I dont know how many times this has happened to me. I was actually dating a Sag, who is now my best friend. We had an off and on relationship, but although I knew he would make me happy and do anything for me, I felt unsatisfied, clustered, and confused most of the time. The more we were together the more I saw things I didn't like, and because I didnt talk about them, it just got worse. I would have to say it wasn't until we were friends that we actually spoke about things that happened in our relationship, things I didn't like. Truth is it is very hard for me to come out and deal with my emotions, I am just as scared as anyone else, but instead of showing it, i hide and run away. When I finally felt like I could come out of my shell emotionally, he did or said something that would make me run back inside. Its our fear that holds up back. But although I love him to death!!, he's just not the one for me and i would be settling by being with him, and i couldn't do that to him.
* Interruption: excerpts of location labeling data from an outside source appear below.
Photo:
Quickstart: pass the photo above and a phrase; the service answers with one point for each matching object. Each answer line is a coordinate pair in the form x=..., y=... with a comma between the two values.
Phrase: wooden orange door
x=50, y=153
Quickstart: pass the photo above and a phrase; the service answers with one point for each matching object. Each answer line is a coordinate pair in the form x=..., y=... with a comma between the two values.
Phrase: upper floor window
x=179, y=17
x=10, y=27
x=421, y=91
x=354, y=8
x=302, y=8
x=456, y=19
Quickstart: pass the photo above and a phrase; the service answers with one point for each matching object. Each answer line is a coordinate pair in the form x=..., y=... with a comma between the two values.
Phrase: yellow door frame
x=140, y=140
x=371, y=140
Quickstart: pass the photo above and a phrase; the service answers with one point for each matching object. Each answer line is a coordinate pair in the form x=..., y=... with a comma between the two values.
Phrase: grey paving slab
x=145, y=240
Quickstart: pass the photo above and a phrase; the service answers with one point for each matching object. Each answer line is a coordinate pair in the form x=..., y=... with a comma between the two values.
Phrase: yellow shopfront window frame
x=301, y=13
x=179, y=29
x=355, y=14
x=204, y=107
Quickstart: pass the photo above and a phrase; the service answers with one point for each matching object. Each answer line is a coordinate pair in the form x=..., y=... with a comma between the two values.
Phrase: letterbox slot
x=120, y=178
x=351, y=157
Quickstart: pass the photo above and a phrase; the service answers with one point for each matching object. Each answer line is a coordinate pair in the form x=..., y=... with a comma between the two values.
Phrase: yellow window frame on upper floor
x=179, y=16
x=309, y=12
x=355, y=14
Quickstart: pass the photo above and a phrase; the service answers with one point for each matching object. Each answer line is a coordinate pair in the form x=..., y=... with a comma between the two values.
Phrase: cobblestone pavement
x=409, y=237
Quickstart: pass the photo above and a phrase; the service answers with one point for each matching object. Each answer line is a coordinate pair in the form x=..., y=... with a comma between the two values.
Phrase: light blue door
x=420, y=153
No I have a wonderful Aquarius boyfriend that completely understands me, even when no words are spoken. We see the world differently but some how or another complete each other. He knows what to say to reassure me at those times when I just don't know, and strong enough to give me my space to figure things out, or just to breathe!!!!.... Measure things up, what exactly don't you like, what bugs you, and don't be afraid to tell him. If he is the one, then give him and yourself a chance. You'll never know unless you try. But don't just settle because he's a great guy. I've always dated wonderful men, the "great guy", but although they were great guy's they weren't the "right guy". (at least not for me). Sometimes I have moments when I'm aggregated and just want to fly away, but I tell my guy to not let me.. all he tells me is that "he isn't going anywhere, and he'll never let me go"... (and it calms me down, and instead of wanting to run away, i want to run towards him)
Because Aries tend to jump into relationships. If you take longer to really get to know the other person on a friendship level first then you discover incompatabilities way ahead of time before anyone (hopefully) gets hurt.
Waiting also leaves you more time to think & dream about the person and the possibilities so it is much more fulfilling when you finally get together.
My question is... is this normal behaviour for Aries women?? Is this something I should 'wait out' or approach with him? How would a Sagittarius male act towards me if I ask for a few days to myself? Any advice is greatly appreciated!!!!!!!!!